Nussbaum considers the burqa a matter of personal choice, roughly equivalent to choosing to date only within your religion.
This is moral relativism run amok. In the Muslim suburbs of Paris, girls who dress Western can be gang raped. Do you feel that a girl in this culture who wears a veil is exercising a personal choice?
Nussbaum recognizes that this might be a form of emotional coercion. Then, she recommends that families deal with the problem.
This is beyond naive. Does she not realize that the parents and the ambient culture are the problem-- who does she think instigates and commits honor killings and gang rapes-- and that the state is morally obligated to intervene to protect women and girls from their families?
How does Nussbaum defend herself against the idea that the burqa and veil make women into non-persons?
Here's how: "Several readers made the comment that the burqa is objectionable because it portrays women as non-persons. Is this plausible? Isn't our poetic tradition full of the trope that eyes are the windows of the soul? And I think this is just right: contact with another person, as individual to individual, is made primarily through the eyes, not nose or mouth."
True enough, Aristotle and some poets have declared that the eyes are the windows to the soul. But if the rest of the face is covered, then how do you know whose eyes they are, or whose soul you have just contacted?
As the Chinese understood quite well, and as Nussbaum seems to understand not at all, contact with another individual is made by recognizing the face. The face gives you a public identity.
When people hide their faces from you, you naturally become mistrustful because you do not know who you are dealing with. Bandits and outlaws hide their face.
Women in some cultures are forced to hide their face because the men who possess them to not want anyone outside of the family to have any dealings with them.
But that is not the end of Nussbaum's meanderings. She adds that if the burqa depersonnalizes, then so do miniskirts.
In her words: "... a lot of revealing clothing is plausibly seen as a way of marketing a woman as sex objects [sic], and that is itself a form of depersonnalization."

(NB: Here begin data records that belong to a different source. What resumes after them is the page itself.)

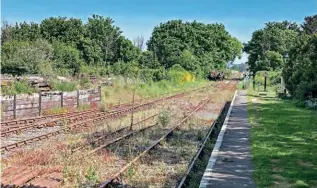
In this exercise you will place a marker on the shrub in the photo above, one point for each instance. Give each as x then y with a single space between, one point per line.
18 87
164 118
63 86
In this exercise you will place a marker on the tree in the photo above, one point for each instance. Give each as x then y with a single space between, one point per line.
310 24
66 58
169 40
276 37
126 50
105 35
25 57
62 29
139 42
299 72
148 60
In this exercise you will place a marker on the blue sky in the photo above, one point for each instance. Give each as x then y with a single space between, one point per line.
139 17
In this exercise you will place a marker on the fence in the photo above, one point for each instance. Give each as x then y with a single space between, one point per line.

Women choose freely to wear more or less revealing clothing. It is their choice. This clothing represents their public presentation. It does not mask them; it does not hide their faces.
It is not "plausible" to suggest that women are being marketed-- as though they are passive victims-- as sex objects. They are presenting themselves as attractive women, something that Nussbaum apparently finds objectionable.
The terror that forces them to wear the burqa and the veil, that deprives them of any rights or dignity as free individuals, is a crime against their humanity. Unfortunately, Nussbaum has gotten so completely tangled up in her predicates that she can find nothing especially wrong with that.